Despite the threat of strike action from delivery staff and criticism from the opposition Labour party, the government is close to completing the controversial disposal of a majority stake in the company, which is almost 500 years old.
Order books closed on Tuesday, with the sell-off expected to value the firm at around 3.3 billion pounds, the top of the government's target price range.
The flotation is one of Britain's most significant since the late 1980s and 90s, when British Gas and other state industries, such as the railways, were sold off.
Some 4.5 million people applied for shares in British Gas, which was privatised in 1986, raising 5.4 billion pounds.
"We haven't yet got the final figures but my very rough estimate is that we've had about 700,000 applications and it's about seven times oversubscribed," Business Secretary Vince Cable told a parliamentary committee, referring to the retail portion of the offer.

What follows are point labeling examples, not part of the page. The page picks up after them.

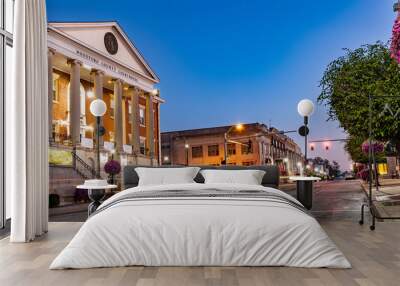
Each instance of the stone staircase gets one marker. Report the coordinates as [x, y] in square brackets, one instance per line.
[63, 180]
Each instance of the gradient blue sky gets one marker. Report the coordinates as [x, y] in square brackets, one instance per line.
[222, 62]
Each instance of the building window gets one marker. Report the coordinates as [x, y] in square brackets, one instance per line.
[197, 151]
[55, 88]
[142, 116]
[231, 149]
[143, 145]
[213, 150]
[246, 149]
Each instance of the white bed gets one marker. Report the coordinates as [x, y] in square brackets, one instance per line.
[200, 231]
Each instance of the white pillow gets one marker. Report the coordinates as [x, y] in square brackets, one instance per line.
[248, 177]
[166, 176]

Financial bookmakers IG said the mid-price for shares in the grey market was 404 pence, suggesting investors could make around a 20 percent profit at the top of the government's 260-330 pence range when the shares begin trading on October 11.
The final details of the offering are due to be published on Friday, but the government has said around 30 percent of the shares on offer are expected to go to members of the public.
Individuals were required to spend a minimum of 750 pounds to invest, but the strong demand means orders are likely to be scaled back. Institutional investors have also been warned they should not expect to get all the shares they have bid for.
Cable said he expected the banks coordinating the sale to favour long-term investors such as pension funds at the expense of short-term speculators when allocating the institutional tranche of shares.
"We're trying to ensure that on this occasion the share book is dominated by responsible long-term institutional investors who will help the Mail through a long period of adjustment and hopefully successful business," Cable said.
The government has also agreed to hand 10 percent of Royal Mail's shares to staff in the largest share giveaway of any major British privatisation.
Although trade unions are currently balloting for strike action, a source said on Tuesday that just 368 of the 150,000 eligible UK-based workers had declined to take up their free shares, worth around 2,200 pounds per person.
The Labour party has accused the government of pricing the sale too low, and has called for an inquiry into the deal, saying the firm's London property portfolio was so valuable that taxpayers could be short-changed.
Cable, who earlier this week accused Labour of irresponsibly talking up the value of the shares, repeatedly defended the privatisation's price tag over questions about whether the value of this portfolio had been correctly assessed.
"We're confident that it's priced in the right place," he said.